Why did you feel so strongly about making this film? What was the motivation?
Scafaria: “I think as soon as people started to pass a certain amount of judgment on the characters, I felt very personally invested in telling their story. I feel like female characters are scrutinized in ways that women in general are scrutinized. We’re supposed to be perfect and we’re not supposed to make mistakes. We’re not supposed to get greedy or have that level of ambition.”
“So, I felt like people were judging the characters for, not just where they ended up, but for where they started. As a person who feels like I grew up with these girls, I grew up with these guys, like I worked in a boiler room when I was 17. It was just a room full of phones where guys were selling bad stocks to old people. I have friends who stripped; became strippers after high school, college. Paying off student loans. I guess I just saw it as a story about people, but the themes were the things I wanted to talk about. I felt like there were themes … the broken value system; these are things that I have just been raging about on my own back porch for a number of years.”

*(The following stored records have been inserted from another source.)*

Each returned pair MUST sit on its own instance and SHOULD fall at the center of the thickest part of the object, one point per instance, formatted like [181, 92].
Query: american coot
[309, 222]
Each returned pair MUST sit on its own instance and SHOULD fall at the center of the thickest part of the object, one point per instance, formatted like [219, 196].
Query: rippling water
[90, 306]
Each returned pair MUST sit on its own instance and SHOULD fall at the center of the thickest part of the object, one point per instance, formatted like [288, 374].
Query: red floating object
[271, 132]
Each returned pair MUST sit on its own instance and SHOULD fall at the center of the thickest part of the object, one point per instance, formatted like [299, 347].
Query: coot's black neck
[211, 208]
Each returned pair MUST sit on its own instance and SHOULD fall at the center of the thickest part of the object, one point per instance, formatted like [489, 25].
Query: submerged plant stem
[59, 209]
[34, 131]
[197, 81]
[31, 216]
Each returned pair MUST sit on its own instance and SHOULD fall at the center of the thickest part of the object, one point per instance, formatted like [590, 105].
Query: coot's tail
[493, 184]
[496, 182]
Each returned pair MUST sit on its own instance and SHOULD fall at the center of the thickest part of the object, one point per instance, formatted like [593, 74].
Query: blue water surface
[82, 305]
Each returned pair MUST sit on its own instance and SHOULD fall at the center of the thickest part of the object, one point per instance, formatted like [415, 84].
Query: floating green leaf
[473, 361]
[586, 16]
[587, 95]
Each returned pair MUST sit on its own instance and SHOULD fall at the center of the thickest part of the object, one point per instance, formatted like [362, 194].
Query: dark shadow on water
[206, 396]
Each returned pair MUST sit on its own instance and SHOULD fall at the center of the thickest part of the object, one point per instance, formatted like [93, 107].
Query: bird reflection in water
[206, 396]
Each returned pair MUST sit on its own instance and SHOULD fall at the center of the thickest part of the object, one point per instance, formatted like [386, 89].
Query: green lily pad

“I felt like this was a really interesting, organic way into a story about women. That has to be a story about women. Not just a manufactured story about women, but only could be a story about women. And the collective experience and the very different experiences that we all have.”
“I wrote the script, even though I knew it wasn’t my directing job to start. I was trying to write the script to get myself into the director’s chair and then it took a long time to convince people. I made a sizzle reel. I cut together footage of other movies to try to show this proof of concept to everyone. That was the other part of it.”
“It wasn’t just getting the directing job. It was proving to people that this was a story worth telling. It felt like every headline in the news was only making it more relevant to me, and more urgent.”